Auf unserer Seite möchte ich mich bei dem heutigen Spiel auf Raphael Obermair festlegen. Neben Amara Condé war er heute derjenige, der unglaubliche Bälle heruntergeholt (eher aus der Luft gepflückt) und weitergeleitet hat. Er hat sich zu einem Stammspieler etabliert, der nicht mehr wegzudenken ist. Bitte packt mir den Raphael schön in Watte. Aber kurz dahinter kommt schon Amara Condé, der auch in diesem Spiel wieder gezeigt hat, dass er richtig Bock auf diese Liga hat. Allein die Szene, in der er gleich vier Gegenspieler regelrecht „vernascht“ hat. Das haben wir mit einem extra Applaus bedacht.
Alex:
Für mich in diesem Spiel Andreas Müller. Ich glaube, es gab nicht einen Angriff aus einem geordneten Spielaufbau heraus, der nicht bei Müller seinen Ausgangspunkt nahm. Ganz, ganz stark, was der Junge in dem Alter schon spielt, wie souverän er aus der Abwehr heraus dirigiert, was für ein Auge er immer wieder beweist und wie er einfach ein sehr, sehr verlässlicher Anker in der Defensive bzw. dem defensiven Mittelfeld ist. Beeindruckend!
Die Partie in maximal fünf Worten:
Nicole:
Hammer Gänsehautfeeling im Wohnzimmer HKS.
Alex:
„Schieß‘ ein Tor, Club!“
Das bleibt in Erinnerung:
Nicole:
Das erste Heimspiel vor knapp 14.000 Zuschauern im heimischen HKS. Ich vor dem Fernseher mit Gänsehaut und Tränen in den Augen, als die Schalparade kam und dann das lautstarke „Fussballclub Magdeburg“ eingeklatscht wurde. Und plötzlich war nach 20 Minuten alles wieder „normal“. Die Gesänge waren da, als ob sie niemals fortgewesen waren. Man setzte dort an, wo man vor so langer Zeit aufgehört hatte. Es war, als ob man seinen besten Freund nach Jahren wiedersieht und es hat sich nichts verändert. Das Gefühl ist wieder entbrannt.
Dennoch glaube ich, dass die Spieler von dieser Stimmung ganz schön geflasht waren. Der Ruf eilte uns voraus, sie hörten es wieder und wieder und dann standen sie da auf dem Platz und wurden von einer Welle mitgesogen. Sie wollten es schön machen, die Stimmung vergolden und machten dadurch minimale Fehler. Hey – es sei ihnen verziehen. Beim nächsten Spiel schwimmen sie bestimmt auf dieser Welle mit. So hoffen wir alle.
Alex:
Ich habe echt vergessen, wie anstrengend so eine Tour ist. War das früher auch schon so und egal, werde ich schlichtweg alt oder habe ich diese Dinge einfach nur verdrängt? Ich bin jedenfalls nach insgesamt knapp 800 km Autobahn, unzähligen Eindrücken vor Ort, freudigen Wiedersehen, erstmaligen Treffen, einem sehr unterhaltsamen Fußballspiel und einer gut aufgelegten Nordtribüne abends komplett fertig, dafür aber glücklich und völlig zufrieden ins Bett und einen komatösen Schlaf gefallen. Auch das ist ja irgendwie Fußball, und am besten ist er immer dann, wenn er wirklich körperlich erfahrbar wird. Schön, dass das an diesem zweiten Spieltag alles so möglich war und hoffen wir, dass wir diese Gelegenheiten noch sehr, sehr oft bekommen werden.

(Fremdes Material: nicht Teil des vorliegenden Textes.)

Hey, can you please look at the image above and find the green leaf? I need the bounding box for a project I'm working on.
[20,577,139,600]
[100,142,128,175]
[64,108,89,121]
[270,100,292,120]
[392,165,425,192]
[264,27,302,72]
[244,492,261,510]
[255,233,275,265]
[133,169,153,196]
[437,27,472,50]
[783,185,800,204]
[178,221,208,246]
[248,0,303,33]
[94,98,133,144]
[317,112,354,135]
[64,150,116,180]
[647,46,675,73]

Weiter geht’s nun im DFB-Pokal gegen den FC St. Pauli und wir dürfen nach den ersten Eindrücken der noch jungen Saison wohl alle gespannt sein auf diese Partie, in der ich den 1. FC Magdeburg alles andere als chancenlos sehe. Fühlt sich gut an, diese Abwesenheit von Hoffnungslosigkeit, diese Vorfreude auf das nächste Spiel (auch wenn ich es wohl maximal am Fernseher werde verfolgen können) und diese Lust daran, dem 1. FC Magdeburg beim Fußballspielen zuzuschauen. Doch, das darf gern, sehr gern so weitergehen.